What's going on here?
What does this mean?
The initial estimate for growth in the first quarter was released three weeks ago and came in below economists’ expectations at the time. As is usual with this kind of data, as more information becomes available, the data changes. Economists expected Thursday’s report to show higher growth than the first estimate, but instead it said growth was actually less than previously thought: the UK economy grew 0.2% in the first quarter. If that growth rate is sustained over the rest of this year, it will be the worst year for economic growth in Britain in more than five years.
Why should I care?
For you personally: This is kind of your fault…

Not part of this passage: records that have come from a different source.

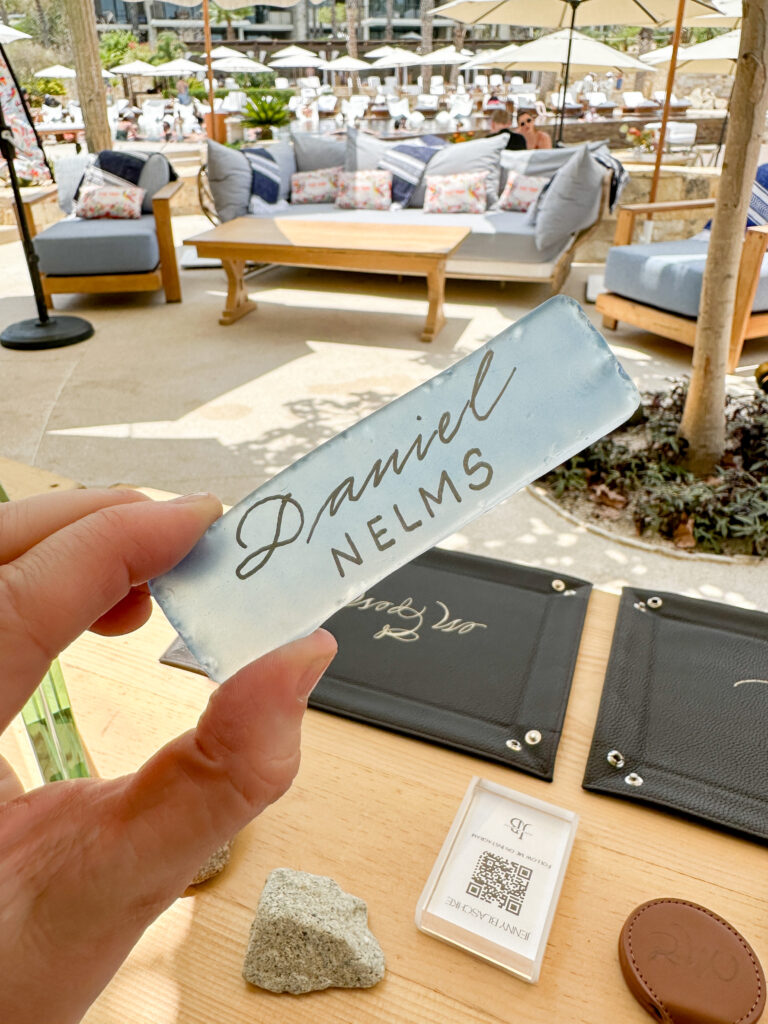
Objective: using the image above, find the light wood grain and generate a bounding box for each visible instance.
[0,466,768,1024]
[185,217,469,342]
[184,217,469,256]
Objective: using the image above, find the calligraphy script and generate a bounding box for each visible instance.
[236,350,517,580]
[345,594,487,643]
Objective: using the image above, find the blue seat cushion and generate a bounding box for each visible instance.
[34,214,160,278]
[605,238,768,316]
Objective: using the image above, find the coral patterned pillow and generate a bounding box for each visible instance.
[291,167,344,203]
[336,171,392,210]
[499,171,549,213]
[75,185,144,220]
[424,171,488,213]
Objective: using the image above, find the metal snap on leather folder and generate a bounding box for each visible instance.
[309,548,592,780]
[584,588,768,841]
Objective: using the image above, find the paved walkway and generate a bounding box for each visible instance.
[0,209,768,610]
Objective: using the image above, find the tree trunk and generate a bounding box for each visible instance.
[346,0,359,57]
[35,0,50,48]
[680,0,768,475]
[419,0,434,92]
[65,0,112,153]
[384,0,394,43]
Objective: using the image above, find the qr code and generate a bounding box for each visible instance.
[467,852,534,914]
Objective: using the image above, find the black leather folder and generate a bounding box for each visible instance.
[584,588,768,841]
[309,548,591,781]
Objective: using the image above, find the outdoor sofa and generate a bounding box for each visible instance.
[206,129,611,292]
[24,150,182,307]
[596,195,768,373]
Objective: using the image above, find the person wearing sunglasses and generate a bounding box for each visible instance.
[517,110,552,150]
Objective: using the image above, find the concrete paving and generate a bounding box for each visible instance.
[0,208,768,610]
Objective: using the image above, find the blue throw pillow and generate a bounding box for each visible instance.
[746,164,768,227]
[376,136,443,207]
[241,147,281,203]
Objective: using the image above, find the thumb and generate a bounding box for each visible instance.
[116,630,336,893]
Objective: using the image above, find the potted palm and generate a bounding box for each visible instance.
[243,96,291,138]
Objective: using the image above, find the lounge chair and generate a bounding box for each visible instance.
[596,199,768,373]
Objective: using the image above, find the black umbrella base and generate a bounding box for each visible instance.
[0,316,93,349]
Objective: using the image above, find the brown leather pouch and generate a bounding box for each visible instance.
[618,899,765,1024]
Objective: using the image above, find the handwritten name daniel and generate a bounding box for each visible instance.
[236,351,516,580]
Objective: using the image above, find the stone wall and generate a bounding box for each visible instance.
[577,164,720,263]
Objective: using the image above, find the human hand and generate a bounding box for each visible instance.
[0,490,335,1024]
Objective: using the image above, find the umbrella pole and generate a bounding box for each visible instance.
[648,0,685,205]
[203,0,220,142]
[555,0,577,145]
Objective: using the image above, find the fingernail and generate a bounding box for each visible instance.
[169,490,218,505]
[296,634,336,701]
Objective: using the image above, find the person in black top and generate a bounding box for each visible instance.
[489,109,526,150]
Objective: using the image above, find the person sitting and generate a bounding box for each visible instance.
[488,109,528,150]
[517,110,552,150]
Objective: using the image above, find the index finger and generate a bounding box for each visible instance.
[0,487,148,565]
[0,495,221,730]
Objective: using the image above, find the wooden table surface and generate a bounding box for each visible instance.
[184,217,469,256]
[0,467,768,1024]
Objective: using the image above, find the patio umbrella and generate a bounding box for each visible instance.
[319,53,371,72]
[211,46,242,60]
[211,56,269,75]
[366,46,394,60]
[35,65,78,79]
[272,45,317,60]
[155,57,205,78]
[676,29,741,75]
[110,60,155,77]
[433,0,719,142]
[419,46,474,65]
[269,53,326,71]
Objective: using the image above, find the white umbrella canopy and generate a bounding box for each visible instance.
[433,0,718,28]
[368,46,422,68]
[211,56,269,75]
[35,65,78,78]
[321,53,371,71]
[155,57,205,78]
[487,29,648,73]
[0,25,32,46]
[269,53,326,71]
[676,29,741,75]
[211,46,243,60]
[272,45,317,60]
[110,60,155,76]
[366,46,394,60]
[419,46,474,65]
[688,0,743,29]
[461,43,520,71]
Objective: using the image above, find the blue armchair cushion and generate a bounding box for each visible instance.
[34,214,160,276]
[605,239,768,316]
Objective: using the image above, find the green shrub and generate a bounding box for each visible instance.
[541,381,768,558]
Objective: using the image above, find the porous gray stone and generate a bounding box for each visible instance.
[243,867,384,995]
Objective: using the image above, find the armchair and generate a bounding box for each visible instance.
[596,199,768,373]
[24,174,182,308]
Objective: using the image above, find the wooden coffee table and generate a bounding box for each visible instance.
[184,217,469,341]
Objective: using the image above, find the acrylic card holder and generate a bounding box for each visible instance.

Well, sort of. When Britain voted to leave the European Union, the British pound fell sharply. That has pushed up the cost of imported goods which, in turn, has pushed up overall prices in the economy (a.k.a. inflation). At the same time, your pay isn’t increasing any faster. The result is a squeeze: British consumers have less disposable income which, naturally, leads to a decline in spending. Since consumer spending makes up two thirds of the UK economy, a spending pullback has a pretty damaging effect.
For markets: Expect continued low interest rates from the Bank of England (BoE).
In the months that followed the Brexit vote, the BoE decreased its target interest rate which, effectively, made it cheaper for people and businesses to borrow, and thus spend, money. With economic growth lagging, the BoE is less likely to raise its target interest rate anytime soon – which probably means borrowing costs will stay low for some time.